Egypt: Plague upon the Cattle

Exodus 9:1-7 says:

Then the LORD said to Moses, “Go to Pharaoh and tell him, ‘Thus says the LORD, the God of the Hebrews, “Release my people that they may serve me! 2 For if you refuse to release them and continue holding them, 3 then the hand of the LORD will surely bring a very terrible plague on your livestock in the field, on the horses, the donkeys, the camels, the herds, and the flocks. 4 But the Lord will distinguish between the livestock of Israel and the livestock of Egypt, and nothing will die of all that the Israelites have.”‘” 5 The LORD set an appointed time, saying, “Tomorrow the LORD will do this in the land.” 6 And the LORD did this on the next day; all the livestock of the Egyptians died, but of the Israelites’ livestock not one died. 7 Pharaoh sent representatives to investigate, and indeed, not even one of the livestock of Israel had died. But Pharaoh’s heart remained hard, and he did not release the people (NET).

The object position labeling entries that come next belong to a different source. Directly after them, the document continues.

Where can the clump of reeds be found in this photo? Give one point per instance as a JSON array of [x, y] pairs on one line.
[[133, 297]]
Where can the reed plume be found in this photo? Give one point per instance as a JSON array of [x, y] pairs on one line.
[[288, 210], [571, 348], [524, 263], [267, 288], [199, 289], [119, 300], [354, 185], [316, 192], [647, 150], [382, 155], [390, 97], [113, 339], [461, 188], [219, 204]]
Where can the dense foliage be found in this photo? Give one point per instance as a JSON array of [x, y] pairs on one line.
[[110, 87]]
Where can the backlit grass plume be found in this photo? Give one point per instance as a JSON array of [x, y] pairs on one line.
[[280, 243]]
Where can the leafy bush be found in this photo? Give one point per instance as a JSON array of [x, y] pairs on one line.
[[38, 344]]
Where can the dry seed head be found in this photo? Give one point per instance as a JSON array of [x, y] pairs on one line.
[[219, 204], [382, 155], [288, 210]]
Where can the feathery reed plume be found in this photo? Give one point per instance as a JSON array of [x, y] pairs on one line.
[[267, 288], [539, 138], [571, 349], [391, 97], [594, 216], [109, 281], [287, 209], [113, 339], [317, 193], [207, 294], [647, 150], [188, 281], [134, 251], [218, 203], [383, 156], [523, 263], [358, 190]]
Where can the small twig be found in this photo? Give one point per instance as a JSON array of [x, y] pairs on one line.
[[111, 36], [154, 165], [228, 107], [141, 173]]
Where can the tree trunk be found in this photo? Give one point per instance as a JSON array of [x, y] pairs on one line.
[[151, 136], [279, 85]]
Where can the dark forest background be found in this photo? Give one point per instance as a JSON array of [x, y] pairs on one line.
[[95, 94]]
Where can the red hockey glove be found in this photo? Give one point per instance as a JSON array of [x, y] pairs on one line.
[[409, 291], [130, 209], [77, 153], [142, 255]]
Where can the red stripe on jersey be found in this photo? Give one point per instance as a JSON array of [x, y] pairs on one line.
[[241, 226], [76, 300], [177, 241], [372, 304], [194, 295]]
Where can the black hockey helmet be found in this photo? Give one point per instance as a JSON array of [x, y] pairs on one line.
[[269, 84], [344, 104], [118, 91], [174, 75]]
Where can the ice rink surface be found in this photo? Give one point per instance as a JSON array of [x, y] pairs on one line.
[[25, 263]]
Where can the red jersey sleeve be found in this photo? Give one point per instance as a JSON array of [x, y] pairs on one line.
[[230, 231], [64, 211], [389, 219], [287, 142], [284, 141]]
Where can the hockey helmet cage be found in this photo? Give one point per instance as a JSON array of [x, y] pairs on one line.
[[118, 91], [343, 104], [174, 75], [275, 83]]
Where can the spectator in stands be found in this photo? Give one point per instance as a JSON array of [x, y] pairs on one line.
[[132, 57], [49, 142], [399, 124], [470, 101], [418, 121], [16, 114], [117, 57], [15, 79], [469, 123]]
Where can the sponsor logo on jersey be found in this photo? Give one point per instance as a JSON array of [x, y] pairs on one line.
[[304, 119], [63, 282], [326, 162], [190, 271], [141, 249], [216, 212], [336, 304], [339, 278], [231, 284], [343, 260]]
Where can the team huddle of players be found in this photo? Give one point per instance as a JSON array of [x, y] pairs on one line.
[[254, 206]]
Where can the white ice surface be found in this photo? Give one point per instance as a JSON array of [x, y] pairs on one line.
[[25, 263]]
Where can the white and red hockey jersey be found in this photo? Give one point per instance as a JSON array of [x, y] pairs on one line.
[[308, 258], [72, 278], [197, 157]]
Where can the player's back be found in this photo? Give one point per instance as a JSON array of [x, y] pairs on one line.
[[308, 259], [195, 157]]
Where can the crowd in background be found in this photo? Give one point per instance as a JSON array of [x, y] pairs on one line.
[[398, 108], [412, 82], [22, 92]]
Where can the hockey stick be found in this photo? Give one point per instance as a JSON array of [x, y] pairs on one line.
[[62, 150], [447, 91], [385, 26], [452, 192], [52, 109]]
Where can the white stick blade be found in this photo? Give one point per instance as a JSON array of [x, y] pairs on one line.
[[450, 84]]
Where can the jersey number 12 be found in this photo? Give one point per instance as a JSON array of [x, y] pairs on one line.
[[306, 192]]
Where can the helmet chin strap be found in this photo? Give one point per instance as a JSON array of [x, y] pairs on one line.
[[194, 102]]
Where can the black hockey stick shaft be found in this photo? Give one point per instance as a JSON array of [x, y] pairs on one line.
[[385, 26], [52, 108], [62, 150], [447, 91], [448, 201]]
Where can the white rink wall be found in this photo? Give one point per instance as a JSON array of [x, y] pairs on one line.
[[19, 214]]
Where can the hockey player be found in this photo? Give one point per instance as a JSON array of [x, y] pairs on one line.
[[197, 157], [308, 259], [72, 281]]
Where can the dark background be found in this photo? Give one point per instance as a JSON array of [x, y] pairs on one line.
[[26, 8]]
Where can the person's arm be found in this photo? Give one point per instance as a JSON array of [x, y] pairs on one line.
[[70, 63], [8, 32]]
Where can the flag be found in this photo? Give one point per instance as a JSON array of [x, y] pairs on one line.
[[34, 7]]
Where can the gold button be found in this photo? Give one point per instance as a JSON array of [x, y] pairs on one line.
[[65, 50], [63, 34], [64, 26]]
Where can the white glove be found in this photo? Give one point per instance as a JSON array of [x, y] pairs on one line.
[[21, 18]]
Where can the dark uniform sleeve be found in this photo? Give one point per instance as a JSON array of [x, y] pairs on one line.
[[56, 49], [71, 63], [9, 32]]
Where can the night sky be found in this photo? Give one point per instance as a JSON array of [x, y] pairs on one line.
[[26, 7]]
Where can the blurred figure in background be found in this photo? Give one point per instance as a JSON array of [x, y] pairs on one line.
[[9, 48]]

In our previous post we showed how the plagues were said to be judgments against the gods of Egypt. Regarding the plague upon the cattle, Dr. David Livingston said:

This judgment was against the bull god (revered as early as the Archaic Period (35), and the sacred cattle of Hathor, the cow-headed love goddess. It was a special reproach to pharaoh who worshipped Hathor. Hathor, whose name means “house of Horus,” was sacred as early as the Old Kingdom (41, 58). Other gods associated with cattle were Ptah and Amon.
Great cemeteries of embalmed cattle have been excavated. The symbol of the bull was the symbol of pharaoh himself (Bible and Spade, Vol. 4, Num. 1, p. 10).

The museum at Alexandria, Egypt, has a display of a sacred bull.

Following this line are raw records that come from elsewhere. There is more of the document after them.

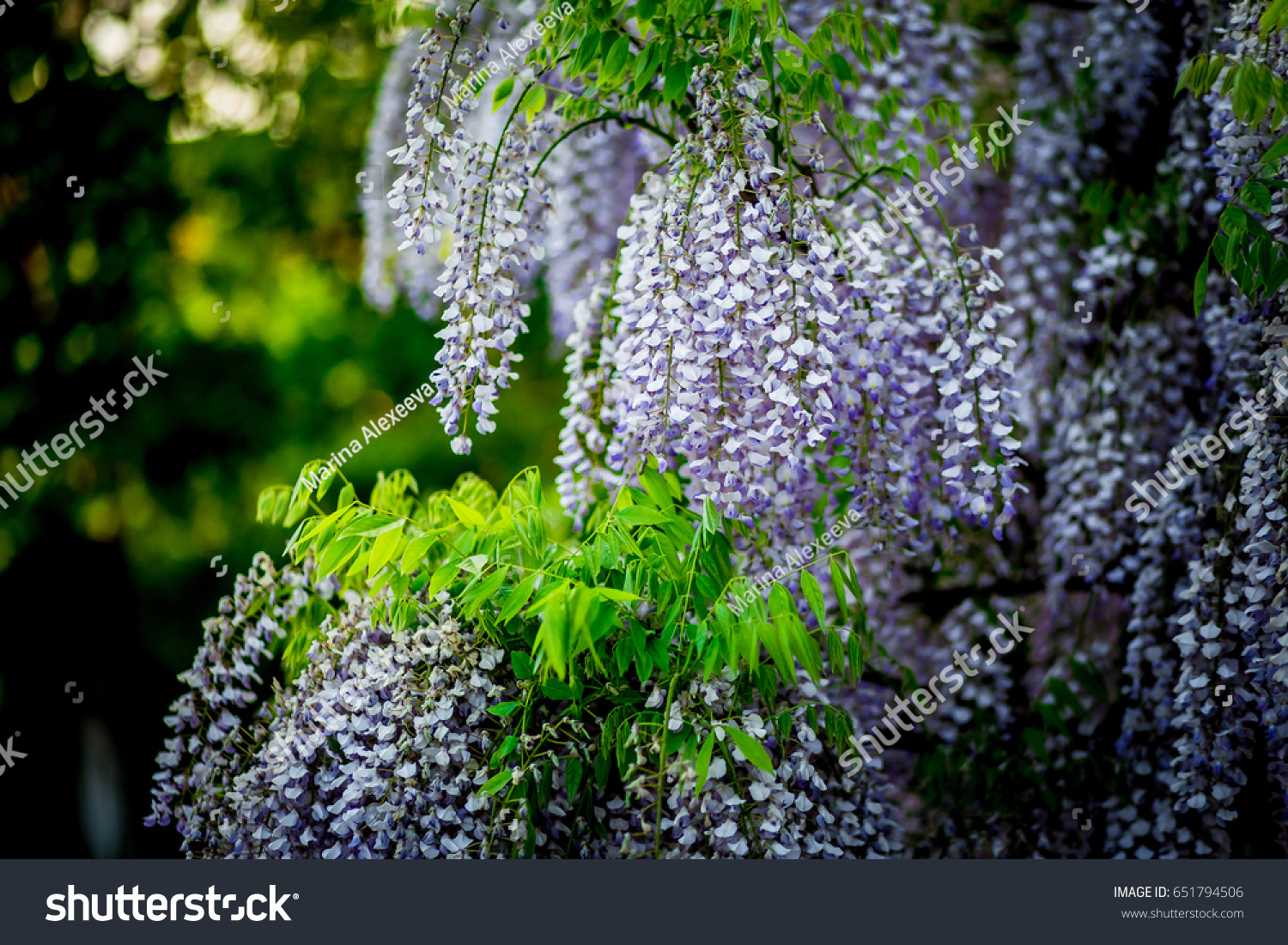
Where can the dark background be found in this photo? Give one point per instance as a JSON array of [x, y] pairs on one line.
[[106, 564]]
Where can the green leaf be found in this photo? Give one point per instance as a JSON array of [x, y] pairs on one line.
[[636, 515], [415, 551], [705, 761], [483, 591], [507, 744], [347, 496], [442, 579], [613, 594], [465, 514], [1256, 195], [616, 61], [501, 94], [750, 747], [654, 484], [814, 595], [558, 690], [677, 82], [1200, 286], [366, 525], [523, 667], [647, 66], [337, 555], [519, 597], [384, 548], [533, 100], [496, 782], [572, 774]]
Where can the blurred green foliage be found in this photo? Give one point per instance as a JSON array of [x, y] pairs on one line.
[[167, 239]]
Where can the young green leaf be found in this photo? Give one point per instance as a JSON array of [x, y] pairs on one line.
[[705, 761], [518, 597], [502, 93], [469, 518], [677, 82], [814, 595], [750, 747]]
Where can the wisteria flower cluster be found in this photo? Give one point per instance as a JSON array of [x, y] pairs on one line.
[[742, 375]]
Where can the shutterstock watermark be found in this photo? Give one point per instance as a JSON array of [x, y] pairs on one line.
[[1210, 445], [161, 908], [88, 422], [950, 676], [872, 231]]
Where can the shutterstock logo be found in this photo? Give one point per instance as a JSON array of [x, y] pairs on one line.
[[161, 908]]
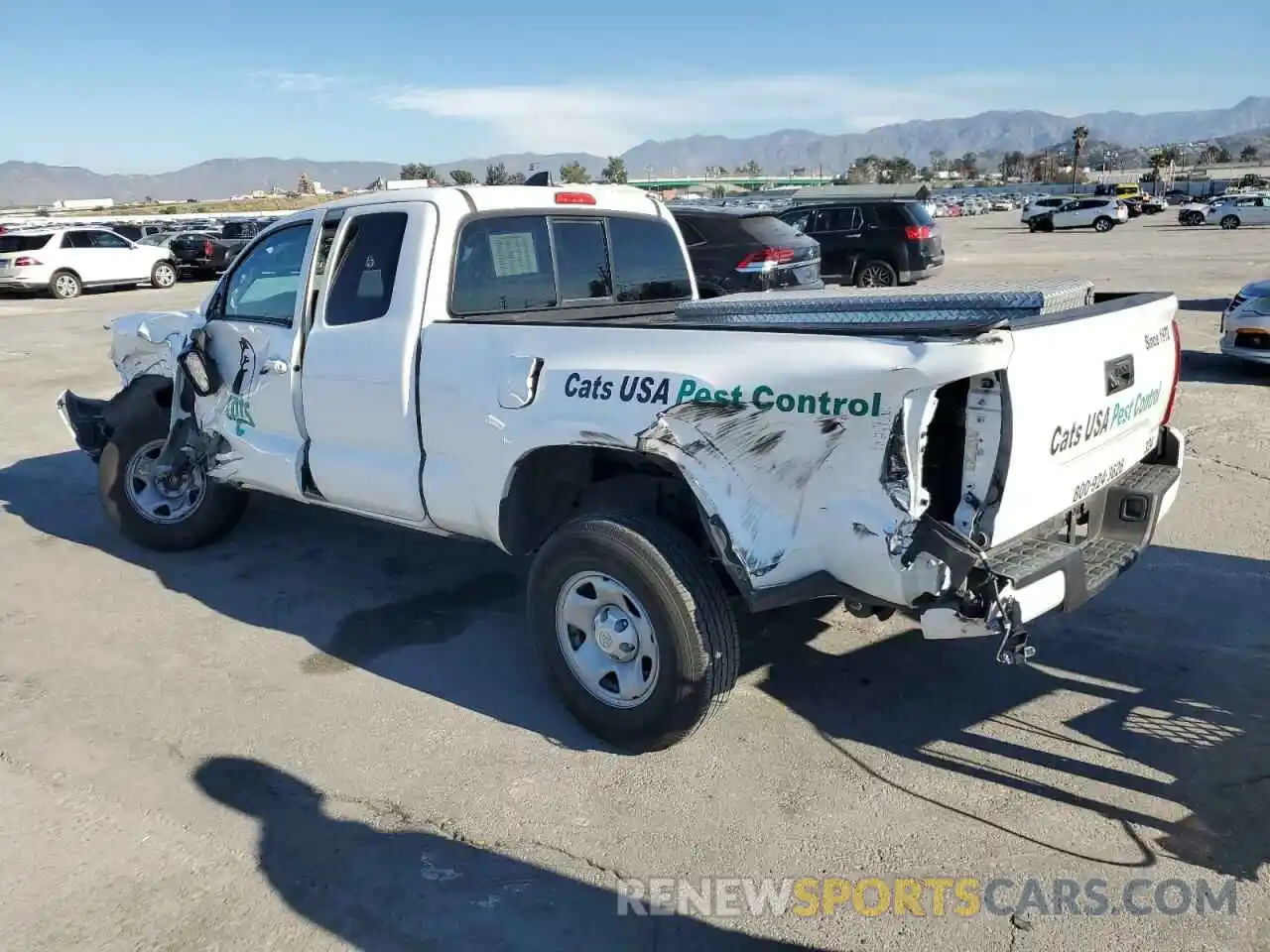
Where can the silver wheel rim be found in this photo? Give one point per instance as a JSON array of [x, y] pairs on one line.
[[607, 640], [151, 498], [875, 277]]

Sacred Bull at Alexandria, Egypt. Photo by Leon Mauldin.

The cow-goddess Hathor was widely worship in Egypt. This image is from Hatshepsut’s three-tiered funerary palace at Deir el-Bahari.

Goddess Hathor at Hatshepsut's funerary temple. Photo by Leon Mauldin.

The best evidence is that these events transpired during Egypt’s Eighteen’s Dynasty, when the nation was at the peak of its power.